“You’ve changed, Lucian. She’s a poor excuse for Monique, but you’ll realize that eventually. Good luck finding her. I’m sure once you see the squalor that spawned her you’ll understand what I was trying to tell you.”
Lucian’s jaw cracked as he breathed harder than a bull through his nose. Never again would he see Slade as anything more than a prick colleague. He was done.
Chapter 30
Simplification
Strategy of exchanging pieces,
which can amplify an opponent’s advantage and strengthen their endgame
The scent of burning refuse permeated the frigid air. Tramps huddled over burning garbage cans stared as the limo slowly crawled by. Faces looked the same, vacant eyes peeking from dirty visages, hopelessly staring at the world moving around them. They’d been trolling the bowels of Folsom for days, with no sign of Evelyn.
It had begun to snow. December barreled in like a stampede, clearing the streets, leaving a hollow wake. Every night on the news there were posted advisories about the frigid temperatures. Lucian secured the permits for St. Christopher’s yesterday and the crew was gutting the school and church at that very minute. He hired a night shift in order to get the job done as quickly as possible and get the shelter up and running again.
They took the corner slowly so that they could scan each body huddled in the cold.
“Stop.” The limo halted abruptly and he climbed out. “Evelyn . . .” His words fell away as a young woman, similar in height and build, stared up at him with dark eyes and a toothless mouth, nothing like Evelyn’s. “My apologies. I thought you were someone else.”
Turning, he noticed several curious eyes on him. “I’m looking for a woman named Scout. Do you know her?”
“I may know her,” an older man with a lazy eye and discolored beard jaggedly grown in over a ruddy, scarred face said. “What’s it to you?”
His nose was made up of one pocked divot after another. His coat was worn and moth-eaten. Lucian could smell him from several feet away. Reaching in his pocket, he withdrew his phone and a few cards.
Dugan stood at the hood of the car, shivering. Flurries coated his shoulders. “Here, Dugan, take this.”
Lucian handed Dugan his belongings and stripped off his Armani wool trench. Walking over to the man claiming to know Evelyn, he held out the lined coat. “Here.”
The man eyed him skeptically.
“Take it. It’s supposed to drop another ten degrees tonight. You need it more than I do.”
He snatched the coat and quickly shrugged it on. It was too large for him. “What you want with Scout?”
“I don’t wish to cause her harm if that’s what you’re wondering. I just need to know that she’s safe.”
The man’s mouth worked, shrinking into a pucker over his toothless hole. “She comes to see Pearl now and then, but Pearl ain’t been ’round much. Moved on some time ago.”
“Pearl?” Lucian’s fists dug into his pockets and his body jerked with shivers.
The man nodded. “Yessir. Pearl used to take care of us men here, so long as we get her a fix when she done her job.”
Dread moved through him like eels in a swamp as his brain worked out what the man meant. Fuck. He needed to get to Evelyn.
“Do you know where I can find Pearl?”
He shrugged. “Lots of people know Pearl. She sick now. No one wants anything from her no more. Like I said. Moved on some time go.”
Lucian nodded and mumbled a thank-you. Even the warmth of the limo did nothing to warm his blood. “It’ll be getting dark soon, sir,” Dugan announced as he pulled away.
“Keep driving.”
They returned to the hotel sometime after two a.m.
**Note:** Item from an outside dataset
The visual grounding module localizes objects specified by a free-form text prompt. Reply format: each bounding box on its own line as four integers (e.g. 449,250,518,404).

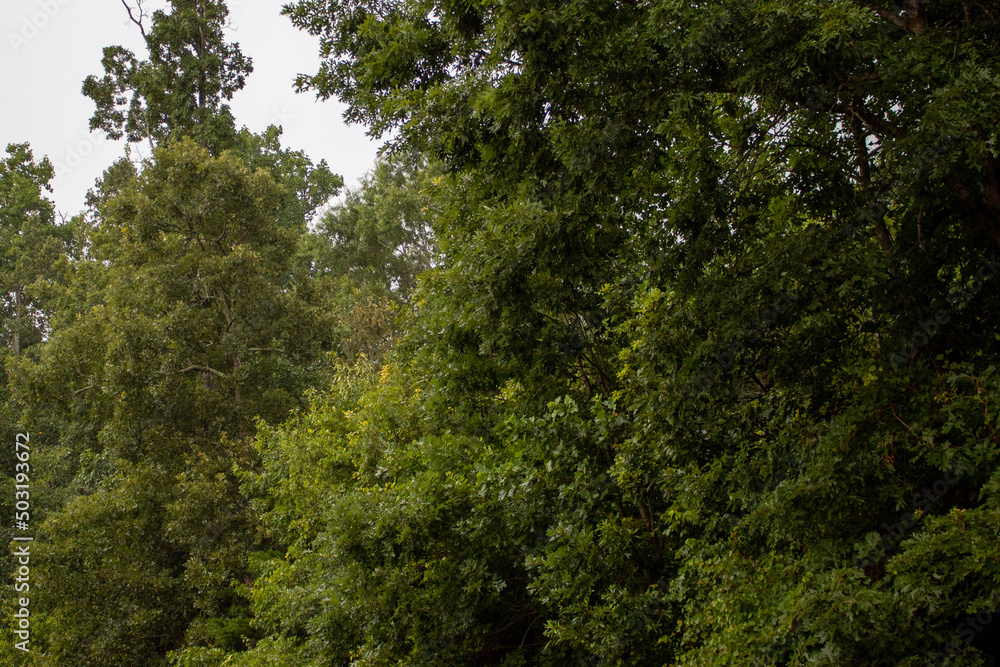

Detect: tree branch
177,366,229,378
122,0,146,39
There was no telling where the needy went after dark. They had driven over every dilapidated road and looked in every dark alley, but found no one who could help them find Evelyn or this Pearl character.
The poignant reality he’d witnessed tonight was enough to haunt him for the rest of his life. The fact that these were people, human beings, living like rats among the gutters disturbed him to no end. Not because of their filth or pitiable circumstances, but because of their hardships, their hunger, and the bitter pain in their eyes. Such hopelessness.
Lucian awoke before dawn and stood on his balcony looking over the dark streets. A wash of light followed the swoosh of the random car cutting through the slush covering the pavement. Patras’s walks had been maintained by the hour and were pristinely cleared for pedestrians while the rest of the world was two steps behind.
The low groan of plow trucks making their way down the city streets in a grid pattern brought about a familiar sound of winters past. The thick marble railing along the balcony was caked with at least six inches of white death. The reality that people died last night from the cold and precipitation made it impossible to focus on the ordinary mundane worries of his typical existence. It all seemed suddenly small.